April 7, 2018 by Greg Meckbach
A recent Court of Appeal for Ontario ruling is “great news” for insurers of sports and recreations clients, such as ski resorts, paintball, and dirt biking, a lawyer told Canadian Underwriter Thursday.
In a decision released March 28, the court ruled that two people suing ski resorts where they were injured are subject to the waivers to which they agreed. Allegations against the resorts have not been proven in court.
In two separate Ontario Superior Court actions, the lower court ruled in 2017 that Elizabeth Woodhouse and David Schnarr could sue Snow Valley Resorts and Blue Mountain Resorts, respectively. They were novel rulings, with the judges finding that, under Ontario’s Consumer Protection Act, waivers are void if they negate a requirement under CPA to provide a product of “reasonably acceptable quality.” But under the same circumstances, ski resorts can sometimes use waivers to defend against personal injury lawsuits under the Occupiers’ Liability Act.

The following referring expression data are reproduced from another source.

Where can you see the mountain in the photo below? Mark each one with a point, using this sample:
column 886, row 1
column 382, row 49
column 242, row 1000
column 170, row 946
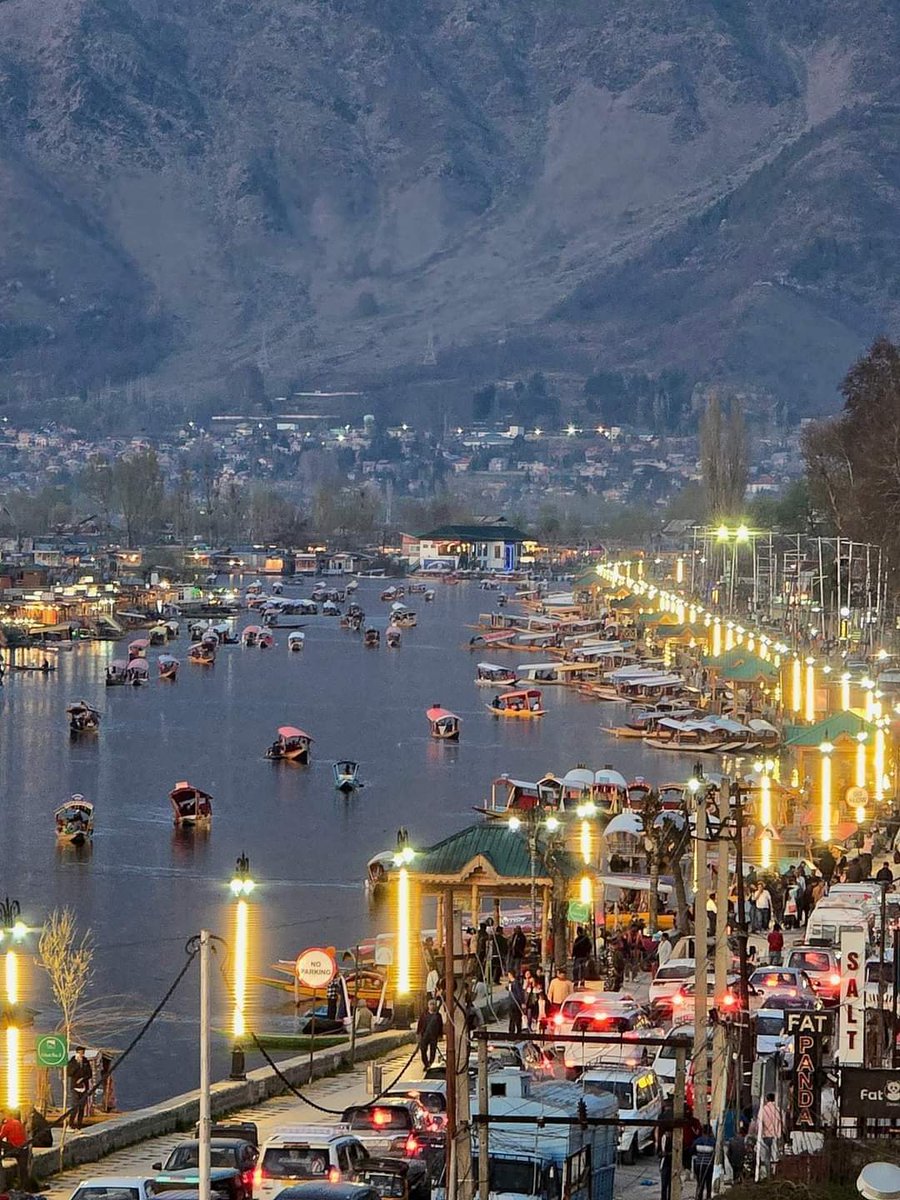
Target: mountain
column 331, row 189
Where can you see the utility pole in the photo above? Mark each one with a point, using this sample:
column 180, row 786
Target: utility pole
column 484, row 1161
column 204, row 1126
column 701, row 1063
column 678, row 1113
column 720, row 1042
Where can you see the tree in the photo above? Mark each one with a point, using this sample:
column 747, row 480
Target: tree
column 724, row 457
column 139, row 491
column 69, row 963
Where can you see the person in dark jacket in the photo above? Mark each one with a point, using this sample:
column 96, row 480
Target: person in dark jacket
column 81, row 1079
column 430, row 1031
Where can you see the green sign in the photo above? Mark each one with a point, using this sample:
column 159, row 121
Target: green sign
column 52, row 1050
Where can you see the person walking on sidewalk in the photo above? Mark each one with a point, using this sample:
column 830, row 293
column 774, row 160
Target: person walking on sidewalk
column 771, row 1132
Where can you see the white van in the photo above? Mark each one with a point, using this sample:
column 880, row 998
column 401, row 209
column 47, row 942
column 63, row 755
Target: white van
column 639, row 1095
column 828, row 922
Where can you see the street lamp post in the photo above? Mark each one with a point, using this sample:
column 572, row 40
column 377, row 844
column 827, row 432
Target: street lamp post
column 241, row 886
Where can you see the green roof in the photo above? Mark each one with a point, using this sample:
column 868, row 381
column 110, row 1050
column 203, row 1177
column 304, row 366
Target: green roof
column 505, row 850
column 474, row 533
column 829, row 730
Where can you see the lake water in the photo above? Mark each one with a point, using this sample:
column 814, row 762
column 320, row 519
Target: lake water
column 143, row 888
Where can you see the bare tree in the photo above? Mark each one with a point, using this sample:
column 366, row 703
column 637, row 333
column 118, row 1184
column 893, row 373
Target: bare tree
column 724, row 457
column 69, row 963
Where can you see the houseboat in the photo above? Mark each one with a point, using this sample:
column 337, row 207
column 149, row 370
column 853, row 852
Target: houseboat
column 523, row 703
column 490, row 675
column 444, row 724
column 346, row 774
column 117, row 673
column 83, row 718
column 190, row 805
column 75, row 821
column 291, row 745
column 167, row 666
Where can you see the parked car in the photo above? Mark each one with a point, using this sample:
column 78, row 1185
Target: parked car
column 225, row 1152
column 639, row 1095
column 625, row 1018
column 822, row 967
column 300, row 1153
column 114, row 1187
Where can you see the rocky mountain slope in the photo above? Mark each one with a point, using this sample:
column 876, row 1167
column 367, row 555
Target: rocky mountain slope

Those rulings had “really upset decades of case law and waivers, where insurance companies and resort operators could use these waivers as full-stop defences,” said Robert Betts, the Beard Winter LLP lawyer who defended Blue Mountain.
The March 28 appeal court ruling “has essentially righted the ship and put things back to where they were prior to the lower court decisions,” added Betts. The ruling is “great news for liability insurers, particularly any liability insurer who deals with the recreational industry.”
This could affect not only ski resorts but also companies providing mountain bike riding, rock climbing, scuba diving, and paintball, noted Beard Winter lawyer John Olah, also part of Blue Mountain’s legal defense team, in an interview Thursday.
Separate appeals by the ski resorts were heard together by a three-judge Court of Appeal for Ontario panel. The appellate court referred the cases back to the Superior Court of Justice, ordering that the lower courts proceed on the basis that the waivers apply not only to negligence allegations under the Occupiers’ Liability Act but also to breach of warranty allegations under the Consumer Protection Act.
Schnarr bought a season ski pass from Blue Mountain’s website in 2010. On Mar. 26, 2011, while skiing on a trail called the “Smart Alec,” Schnarr got hurt after hitting a piece of debris and striking a tree. Initially, his lawsuit was framed as a tort claim under the Occupiers’ Liability Act. But in 2016, he also alleged Blue Mountain breached its warranty under the Consumer Protection Act.
Schnarr agreed to an online waiver exceeding 170 words that included “any and all liability for any loss, damage or expense or injury” resulting from “either my use of or my presence” at the ski facility “or travel beyond the ski area boundary.”
Schnarr argued the court should “differentiate between occupiers who own land and who require the protection from liability for guests and trespassers who might cross onto their lands, and occupiers who sell a service and take on the additional character of a supplier of services.” The original lower court decision would still have allowed the ski resort to argue it “met the standard of reasonableness both as an occupier and a supplier,” Schnarr had argued.
But it is “absurd” to tell the ski resorts that their waivers protect them from negligence claims but not from warranty claims, Court of Appeal for Ontario Justice Ian Nordheimer wrote in his decision on behalf of the majority. This is because the resorts would “held liable for something that they thought they had lawfully protected themselves against.”
Waivers are “not a total panacea,” Olah said Thursday in an interview. For one, courts have ruled they do not apply to minors.
“Even if you have the waiver, you have to have good risk management policies and practices in place,” Betts told Canadian Underwriter. “If you don’t take reasonable steps to bring a waiver to the attention of the person who is subject to the waiver, the court may not apply it.”